Wolański, z którym Agnieszka miała 14-letnią córkę Helenę, wciąż pielęgnuje pamięć o żonie. Obiecał fanom, że jej profile w mediach społecznościowych pozostaną aktywne.
Od momentu odejścia Agnieszki Wolański regularnie publikuje fragmenty jej książek, wiersze oraz osobiste historie związane z jej życiem. W dniu pogrzebu wyjawił na przykład, że co roku w tym czasie zaczynały się przygotowania do świąt rodzinnych.

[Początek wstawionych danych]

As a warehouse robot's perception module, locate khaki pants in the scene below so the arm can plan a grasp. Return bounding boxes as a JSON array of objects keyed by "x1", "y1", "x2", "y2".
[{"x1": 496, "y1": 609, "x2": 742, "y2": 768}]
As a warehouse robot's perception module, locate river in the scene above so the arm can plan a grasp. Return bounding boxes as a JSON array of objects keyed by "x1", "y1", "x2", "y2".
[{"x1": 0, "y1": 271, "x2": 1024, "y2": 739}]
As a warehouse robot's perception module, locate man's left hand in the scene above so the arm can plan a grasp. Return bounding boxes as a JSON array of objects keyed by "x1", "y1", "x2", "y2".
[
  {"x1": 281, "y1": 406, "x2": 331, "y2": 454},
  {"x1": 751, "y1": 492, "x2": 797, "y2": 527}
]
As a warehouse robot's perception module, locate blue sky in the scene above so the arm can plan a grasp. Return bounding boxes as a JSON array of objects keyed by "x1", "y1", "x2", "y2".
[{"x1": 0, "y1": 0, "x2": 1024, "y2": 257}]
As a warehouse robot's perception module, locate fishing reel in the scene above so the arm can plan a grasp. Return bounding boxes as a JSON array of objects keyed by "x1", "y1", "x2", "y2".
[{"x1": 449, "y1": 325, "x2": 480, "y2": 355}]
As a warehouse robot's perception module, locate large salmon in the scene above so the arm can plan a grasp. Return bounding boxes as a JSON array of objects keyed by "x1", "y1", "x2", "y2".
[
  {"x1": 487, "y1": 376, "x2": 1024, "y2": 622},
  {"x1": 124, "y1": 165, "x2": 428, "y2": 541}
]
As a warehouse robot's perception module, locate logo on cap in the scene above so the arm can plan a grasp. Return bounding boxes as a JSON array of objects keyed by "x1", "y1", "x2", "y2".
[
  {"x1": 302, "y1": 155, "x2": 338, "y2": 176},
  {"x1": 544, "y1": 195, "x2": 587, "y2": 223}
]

„Po cichu gromadziliśmy prezenty. Piecieliśmy nasze ‘kultowe’, świąteczne ciasteczka z lukrem, korzystając z przepisów z poplamionej miłością książki Agnieszki. Choinka była już ubrana od Mikołajek i świeciła od zachodu słońca ciepłym światłem małych lampek. To dawało poczucie ciepła, spokoju i bezpieczeństwa. Wieczorem wszyscy leżeliśmy na kanapie, tuląc się do siebie jak koty (…)” – wyznał.
Minął tydzień od śmierci Agnieszki Maciąg, a jej pamięć wciąż żyje w sercach bliskich i fanów.